February 09, 2006

Theirs is the Kingdom

“Christmas again. Damn!” His words are barely audible, but his wife knows the feeling well. She sees the hurt come into his eyes when the kids come home from school, talking about what they want for Christmas.

She knows this year will be no different than the last. All her husband's hustle, his day labor jobs, his pick-up work will not be enough to put presents under the tree. They will do well to keep the heat on. His confident promising deceptions allow the children the luxury of their dreams a while longer. She will cover for him again because she knows he is a good man. His lies are his wishes, his flawed attempts to let his children know what the older one’s know but never admit: the gifts are not from daddy.

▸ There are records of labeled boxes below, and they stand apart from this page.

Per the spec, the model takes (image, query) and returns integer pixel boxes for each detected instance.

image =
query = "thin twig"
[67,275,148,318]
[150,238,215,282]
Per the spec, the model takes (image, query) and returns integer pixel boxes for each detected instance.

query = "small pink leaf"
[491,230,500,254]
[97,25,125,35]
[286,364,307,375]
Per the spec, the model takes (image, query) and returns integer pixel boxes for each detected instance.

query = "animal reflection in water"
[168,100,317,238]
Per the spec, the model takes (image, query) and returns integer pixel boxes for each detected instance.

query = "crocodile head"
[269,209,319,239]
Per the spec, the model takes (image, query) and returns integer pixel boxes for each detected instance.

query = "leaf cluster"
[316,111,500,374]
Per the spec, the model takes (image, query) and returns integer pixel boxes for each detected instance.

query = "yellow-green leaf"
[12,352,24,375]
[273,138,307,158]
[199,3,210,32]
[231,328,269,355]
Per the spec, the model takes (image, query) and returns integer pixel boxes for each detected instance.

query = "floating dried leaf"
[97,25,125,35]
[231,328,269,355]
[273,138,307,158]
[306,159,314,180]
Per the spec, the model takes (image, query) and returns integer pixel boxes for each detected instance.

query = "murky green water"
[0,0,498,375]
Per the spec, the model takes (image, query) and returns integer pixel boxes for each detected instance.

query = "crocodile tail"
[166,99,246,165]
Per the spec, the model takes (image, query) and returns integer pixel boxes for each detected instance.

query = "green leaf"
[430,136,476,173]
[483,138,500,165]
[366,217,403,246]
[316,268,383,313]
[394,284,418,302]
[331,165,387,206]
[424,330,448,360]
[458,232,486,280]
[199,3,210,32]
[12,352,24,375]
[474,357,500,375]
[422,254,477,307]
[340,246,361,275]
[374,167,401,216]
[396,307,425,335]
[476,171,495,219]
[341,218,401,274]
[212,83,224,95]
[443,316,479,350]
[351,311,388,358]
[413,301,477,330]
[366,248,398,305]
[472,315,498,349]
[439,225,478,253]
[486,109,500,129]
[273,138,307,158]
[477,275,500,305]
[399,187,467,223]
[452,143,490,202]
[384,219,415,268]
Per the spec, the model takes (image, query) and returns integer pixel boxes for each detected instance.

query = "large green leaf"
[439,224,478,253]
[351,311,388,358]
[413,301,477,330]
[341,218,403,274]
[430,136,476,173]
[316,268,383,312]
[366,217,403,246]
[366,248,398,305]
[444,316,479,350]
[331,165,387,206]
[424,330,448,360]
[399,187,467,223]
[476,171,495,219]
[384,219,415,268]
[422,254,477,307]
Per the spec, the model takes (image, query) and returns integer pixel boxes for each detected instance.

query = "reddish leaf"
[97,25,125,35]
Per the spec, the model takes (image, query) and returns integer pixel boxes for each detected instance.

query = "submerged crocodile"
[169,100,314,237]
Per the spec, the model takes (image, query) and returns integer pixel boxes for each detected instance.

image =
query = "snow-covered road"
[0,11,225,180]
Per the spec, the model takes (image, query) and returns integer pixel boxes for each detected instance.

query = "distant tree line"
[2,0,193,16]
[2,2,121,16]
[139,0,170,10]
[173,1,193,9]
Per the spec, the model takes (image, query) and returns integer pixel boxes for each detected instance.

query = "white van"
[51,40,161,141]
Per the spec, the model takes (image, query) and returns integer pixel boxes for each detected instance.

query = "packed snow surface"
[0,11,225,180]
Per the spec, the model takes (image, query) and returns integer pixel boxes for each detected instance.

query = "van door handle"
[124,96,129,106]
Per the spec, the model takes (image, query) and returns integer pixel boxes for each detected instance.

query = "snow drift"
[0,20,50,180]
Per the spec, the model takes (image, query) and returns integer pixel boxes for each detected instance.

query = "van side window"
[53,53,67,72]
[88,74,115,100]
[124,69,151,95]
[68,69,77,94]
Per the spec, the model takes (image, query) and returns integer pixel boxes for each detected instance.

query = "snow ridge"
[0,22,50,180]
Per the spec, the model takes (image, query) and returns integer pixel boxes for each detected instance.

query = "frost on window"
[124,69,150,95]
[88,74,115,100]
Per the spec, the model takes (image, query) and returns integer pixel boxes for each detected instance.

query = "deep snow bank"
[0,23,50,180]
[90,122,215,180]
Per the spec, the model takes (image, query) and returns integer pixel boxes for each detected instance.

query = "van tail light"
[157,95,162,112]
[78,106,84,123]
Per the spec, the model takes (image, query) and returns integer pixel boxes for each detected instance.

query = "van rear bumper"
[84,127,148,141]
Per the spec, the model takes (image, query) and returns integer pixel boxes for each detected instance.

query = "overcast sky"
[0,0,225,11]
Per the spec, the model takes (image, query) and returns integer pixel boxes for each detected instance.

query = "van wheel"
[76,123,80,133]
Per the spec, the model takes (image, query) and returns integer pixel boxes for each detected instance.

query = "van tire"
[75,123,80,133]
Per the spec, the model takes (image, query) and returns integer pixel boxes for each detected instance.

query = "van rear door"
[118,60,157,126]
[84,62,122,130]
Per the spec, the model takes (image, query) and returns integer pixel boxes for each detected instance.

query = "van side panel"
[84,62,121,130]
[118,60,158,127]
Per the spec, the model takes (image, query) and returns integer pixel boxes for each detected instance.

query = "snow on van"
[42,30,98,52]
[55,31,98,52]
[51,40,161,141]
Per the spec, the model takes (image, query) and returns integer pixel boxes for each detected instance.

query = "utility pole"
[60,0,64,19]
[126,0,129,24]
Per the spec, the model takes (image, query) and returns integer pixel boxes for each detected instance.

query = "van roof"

He will not go with her to stand in the free toy lines with all the others. He cannot bring himself to do it. It is too stark a reminder of his own impotence. And if their home is blessed with a visit from a Christian family bearing food and beautifully wrapped presents, he will stay in the bedroom until they are gone. His joy for the children will be genuine, but so will the ache in his stomach as his image of himself as a provider is dealt another death blow.


As I read this and a dozen other stories this morning, from a book called Theirs is the Kingdom by Robert Lupton, tears welled up in my eyes. I don’t know why this morning was any different. I see this stuff on the street and at the recycling center every day; but today, the Holy Spirit broke through me, breaking my heart in spite of me.

Here is another one.

I hit the button on my alarm at 6am, the whistling in the windows telling me it was another cold January day. The thermostat was slightly high making it difficult to sleep, too warm with two blankets, too cold with one. No matter now, the hot steamy shower woke me up.

At 6:29 I was out the door bundled in coat and scarf. As I opened the door to my car, my heart froze. A man sat behind the wheel. I reacted instantly, raising my fist to catch him off guard before he responded to me. He slowly turned to meet my angry face.

“What are you doing in my car!” I blurted out, my fist still clenched.

“I’m not in your car, sir,” the man slurred in a frightened, thick-tongued voice. “I’m not in your car, sir” he muttered again as he slowly maneuvered his body out of my car, and teetered across the front lawn.

It wasn’t until five minutes later, driving down the street that it hit me. I remembered my thoughts in the hot shower about the thermostat keeping me awake. There were worse things than sleeping too warm. I remembered how good it felt to shave and slip into nicely pressed clothes, and I rememberd how frightened and violated I felt, that a stranger had intruded where he had no right to be.

Why? Why should it be, I wondered, that I am so concerned about sleeping too warm, when another human being, equally loved by their creator, barely survives in a cold car outside my house.

The Christ, the despised one, spoke deeply on my spirit. It was the voice of one who himself had no place to lay his head. I began to weep. I remembered my clenched fist, and my compassionless expulsion of this stranger from my life. I cried in sorrow for a broken man who I had sent off into the cold. And I sorrowed for the one whose heart is not yet sufficiently broken.

“I am sorry, Lord, for turning you into the cold. Thank you for using my car.